Whether you’re using an old mechanical HDD or an SSD, the disk that stores your node’s data, as well as the entire blockchain will stop working eventually. Most disks are designed to fail in a read-only state. This means you can still recover data but can’t write new data. However, there’s always a risk of data loss, especially if you were cheap and bought a low quality SSD without a DRAM cache.

RAID stands for “Redundant Array of Independent Disks”. So actually this section’s title: “RAID 1 Redundancy” is itself redundant. There are many kinds of RAID that specify how the data is split across disks. RAID 1 is simply a standard duplication.

When using RAID 1, you have two storage disks of equal capacity plugged in and powered by your node. Using linux software called mdadm, you can create a virtual RAID disk using the two drives.

Use this guide from Digital Ocean to configure your software RAID: How to Create RAID Arrays with mdadm Afterwards, linux will recognize your disks as a single device, and you can mount it and read/write like normal. Now when one disk fails, your node will keep running as normal as long as the other disk is working properly.

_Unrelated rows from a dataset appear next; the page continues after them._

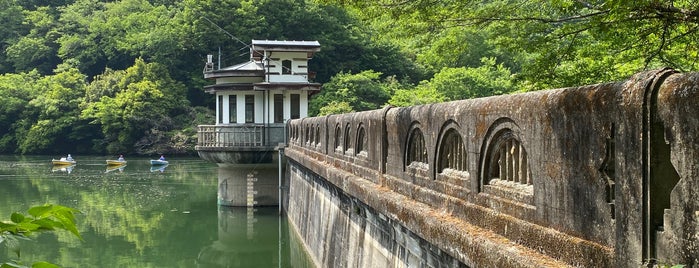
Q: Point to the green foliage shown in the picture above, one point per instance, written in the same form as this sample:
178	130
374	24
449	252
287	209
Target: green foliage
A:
417	96
335	107
38	219
467	83
373	53
129	105
362	91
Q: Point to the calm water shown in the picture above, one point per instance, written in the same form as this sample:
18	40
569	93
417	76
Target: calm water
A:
140	216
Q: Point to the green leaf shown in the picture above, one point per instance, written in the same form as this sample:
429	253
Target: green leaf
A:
17	217
39	211
44	264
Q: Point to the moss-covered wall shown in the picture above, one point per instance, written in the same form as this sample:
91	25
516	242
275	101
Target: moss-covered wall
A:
595	176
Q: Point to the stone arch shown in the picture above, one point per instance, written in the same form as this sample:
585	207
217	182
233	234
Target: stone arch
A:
504	158
346	139
451	149
360	144
416	151
318	139
307	134
338	137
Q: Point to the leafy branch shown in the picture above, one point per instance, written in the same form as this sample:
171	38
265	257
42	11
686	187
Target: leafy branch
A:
39	219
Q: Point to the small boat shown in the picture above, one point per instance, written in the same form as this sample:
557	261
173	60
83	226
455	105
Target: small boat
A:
116	162
111	168
158	162
63	168
160	168
63	162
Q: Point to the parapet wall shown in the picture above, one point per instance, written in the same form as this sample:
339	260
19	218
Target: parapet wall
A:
595	176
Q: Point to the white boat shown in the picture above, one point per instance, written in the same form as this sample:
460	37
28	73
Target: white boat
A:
158	162
116	162
63	161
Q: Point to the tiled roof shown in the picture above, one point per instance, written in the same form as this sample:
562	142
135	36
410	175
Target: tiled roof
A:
285	43
245	66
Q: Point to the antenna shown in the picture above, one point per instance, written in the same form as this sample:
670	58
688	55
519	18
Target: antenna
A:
229	34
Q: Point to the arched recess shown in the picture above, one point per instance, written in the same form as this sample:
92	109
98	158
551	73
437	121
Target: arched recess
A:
504	163
451	153
338	136
318	137
361	143
416	149
346	139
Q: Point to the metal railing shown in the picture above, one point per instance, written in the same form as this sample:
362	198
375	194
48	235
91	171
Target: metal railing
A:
222	136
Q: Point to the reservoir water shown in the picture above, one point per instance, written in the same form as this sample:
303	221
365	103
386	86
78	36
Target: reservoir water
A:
143	216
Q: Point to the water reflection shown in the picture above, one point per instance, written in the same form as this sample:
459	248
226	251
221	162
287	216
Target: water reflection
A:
157	168
137	218
120	168
63	168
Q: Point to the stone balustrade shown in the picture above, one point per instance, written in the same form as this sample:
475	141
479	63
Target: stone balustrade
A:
604	175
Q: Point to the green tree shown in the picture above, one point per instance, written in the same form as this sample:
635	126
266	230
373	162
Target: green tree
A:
362	91
555	43
16	91
417	96
467	83
37	49
56	126
38	219
141	99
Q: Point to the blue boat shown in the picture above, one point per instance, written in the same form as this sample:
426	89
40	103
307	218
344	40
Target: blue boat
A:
158	162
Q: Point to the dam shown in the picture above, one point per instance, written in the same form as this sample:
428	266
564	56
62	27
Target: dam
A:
595	176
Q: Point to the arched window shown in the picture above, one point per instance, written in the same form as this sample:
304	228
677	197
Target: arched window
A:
507	160
417	152
317	134
347	141
338	132
361	140
307	133
452	153
286	67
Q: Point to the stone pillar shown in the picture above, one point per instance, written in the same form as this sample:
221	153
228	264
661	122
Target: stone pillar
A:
248	185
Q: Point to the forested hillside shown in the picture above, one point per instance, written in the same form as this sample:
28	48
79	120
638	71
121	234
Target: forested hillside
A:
125	76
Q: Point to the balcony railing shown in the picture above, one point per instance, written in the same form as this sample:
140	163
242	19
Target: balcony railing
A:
239	136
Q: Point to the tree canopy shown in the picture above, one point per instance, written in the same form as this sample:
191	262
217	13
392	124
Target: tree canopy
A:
125	76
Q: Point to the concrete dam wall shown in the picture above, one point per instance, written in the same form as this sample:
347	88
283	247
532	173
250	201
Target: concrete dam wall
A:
604	175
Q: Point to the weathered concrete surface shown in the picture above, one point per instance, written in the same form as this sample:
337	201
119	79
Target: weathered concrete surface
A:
594	176
248	185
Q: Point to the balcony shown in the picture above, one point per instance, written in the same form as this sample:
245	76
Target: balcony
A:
239	143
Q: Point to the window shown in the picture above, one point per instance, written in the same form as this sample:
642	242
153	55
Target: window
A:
317	134
338	132
417	152
452	153
286	67
220	109
507	160
278	108
295	106
249	108
232	109
361	140
347	143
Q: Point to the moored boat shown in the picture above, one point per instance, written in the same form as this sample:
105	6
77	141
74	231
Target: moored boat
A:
63	161
116	162
158	162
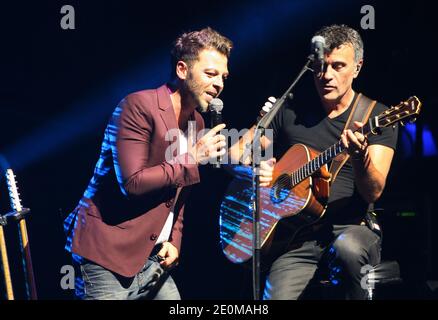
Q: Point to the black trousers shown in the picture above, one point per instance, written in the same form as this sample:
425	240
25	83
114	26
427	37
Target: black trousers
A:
345	251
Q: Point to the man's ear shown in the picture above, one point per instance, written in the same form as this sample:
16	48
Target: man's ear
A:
182	70
358	67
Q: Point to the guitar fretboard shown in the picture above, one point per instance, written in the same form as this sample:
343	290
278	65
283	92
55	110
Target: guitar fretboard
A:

Please note that the Raspberry Pi 4 is not powerful enough to power two drives at the same time. If you wish to add RAID to a Raspberry Pi node, you can try using Externally Powered USB 3.0 to SATA adapters.

An example of an externally powered USB to SATA adapter. You will need two of these to run RAID 1 on a Raspberry Pi

Perhaps at this stage, you should consider upgrading from a Raspberry Pi to a RockPi 4 or even a spare desktop PC or full blown server.

ECC Memory

The universe is a hostile place. While you’ve been reading, thousands of particles from deep space have been blasting straight through your body and your computer. Sometimes cosmic rays are the only valid explanation for why a computer system crashes.

If you’ve ever had an unexpected computer crash that never happened again, the odds are surprisingly high that it was a memory error caused by a cosmic particle. While regular computers use error correcting bits in software to catch most of these kinds of errors, ECC RAM has an extra layer of protection baked in at the hardware level.

ECC RAM is used in servers and systems where high availability is a must. ECC RAM only works on certain motherboards that support it. It’s also slower than non-ECC memory and it cost significantly more.

Bonus: A note on Virtualization and Clusters

A very popular way to add redundancy in the enterprise world is through distributed servers running a virtual application. This approach relies on advanced networking and software configuration to essentially run a single software program across many computers connected over the internet.

Amazon Web Services offers tools and services that make this easier.

If you’re interested, look into learning Kubernetes and Docker. You should also have advanced knowledge of the Lightning Network penalty mechanism. Many people have lost funds because they didn’t understand how LN punishes people who cannot keep an up to date state. This is something that can be especially tricky when using a distributed cluster.